4 scallions, finely chopped
1 tbs. sesame seeds, lightly toasted
Heat a tablespoon of oil in a frying pan over a high heat. Season the pork with a little salt and black pepper. Brown the pork in batches then transfer it to the slow cooker. Reduce the heat to medium and add the onion, garlic and ginger to the frying pan. Cook for about five minutes until softened. Stir in about 200mls of the stock. Bring to the boil, stirring and scraping up any brown bits from the pan. Transfer to the slow cooker.
Add the leek, mushrooms and remaining 800mls of stock to the slow cooker. Stir to combine. Cover and cook on the high-heat setting for 6 hours. The pork should be very tender at this stage.
When the pork is cooked transfer it to a cutting board. Using 2 forks, break the pork into bite-sized chunks, removing and discarding any fat. Strain the broth through a fine sieve. Discard the solids. Return the pork and broth to the slow cooker and season to taste with soy sauce and hot sauce. Cover and cook on the low-heat setting for about 30 minutes to warm through.
Place the eggs in a saucepan of cold water. Bring to the boil then reduce to simmer. Cook for 5 minutes for soft centre.

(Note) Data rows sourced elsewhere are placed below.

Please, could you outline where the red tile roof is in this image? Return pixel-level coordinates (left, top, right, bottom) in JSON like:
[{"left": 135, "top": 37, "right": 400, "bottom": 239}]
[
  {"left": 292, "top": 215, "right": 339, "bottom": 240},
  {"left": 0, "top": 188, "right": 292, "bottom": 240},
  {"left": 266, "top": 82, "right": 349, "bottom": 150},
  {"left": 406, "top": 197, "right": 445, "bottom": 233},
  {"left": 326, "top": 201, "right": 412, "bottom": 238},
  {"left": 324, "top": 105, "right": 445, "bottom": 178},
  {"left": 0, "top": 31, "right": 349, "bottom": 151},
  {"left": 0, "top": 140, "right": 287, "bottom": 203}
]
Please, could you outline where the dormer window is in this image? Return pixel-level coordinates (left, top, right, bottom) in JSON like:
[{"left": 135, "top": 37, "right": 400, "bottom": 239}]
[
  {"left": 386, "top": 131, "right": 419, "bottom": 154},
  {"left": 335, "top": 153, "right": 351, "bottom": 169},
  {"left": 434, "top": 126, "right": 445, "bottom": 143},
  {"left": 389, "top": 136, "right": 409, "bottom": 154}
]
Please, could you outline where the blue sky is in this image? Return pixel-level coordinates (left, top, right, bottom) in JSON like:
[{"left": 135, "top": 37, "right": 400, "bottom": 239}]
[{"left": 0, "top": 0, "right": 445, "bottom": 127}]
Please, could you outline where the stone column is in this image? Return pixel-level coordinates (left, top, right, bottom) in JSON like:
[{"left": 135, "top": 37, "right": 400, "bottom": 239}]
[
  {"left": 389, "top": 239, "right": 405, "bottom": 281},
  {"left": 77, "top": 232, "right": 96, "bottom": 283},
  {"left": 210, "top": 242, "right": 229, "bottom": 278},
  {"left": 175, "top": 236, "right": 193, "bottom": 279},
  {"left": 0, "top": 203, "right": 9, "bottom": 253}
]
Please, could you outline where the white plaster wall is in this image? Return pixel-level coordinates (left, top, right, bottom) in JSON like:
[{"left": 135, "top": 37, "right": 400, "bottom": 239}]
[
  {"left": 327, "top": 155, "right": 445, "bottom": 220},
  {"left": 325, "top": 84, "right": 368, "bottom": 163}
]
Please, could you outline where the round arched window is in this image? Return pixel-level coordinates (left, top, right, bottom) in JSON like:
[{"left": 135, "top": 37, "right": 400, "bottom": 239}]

Allow an extra 2 minutes for hard boiled eggs. Run under cold water to cool the eggs, peel and set aside. Cook the noodles as per the packet instructions.
To serve: Divide the noodles evenly between individual bowls. Add the pork and broth to the bowls then sprinkle over the scallions, add the halved eggs, drizzle over a little hot sauce and sprinkle on the sesame seeds. Serve immediately.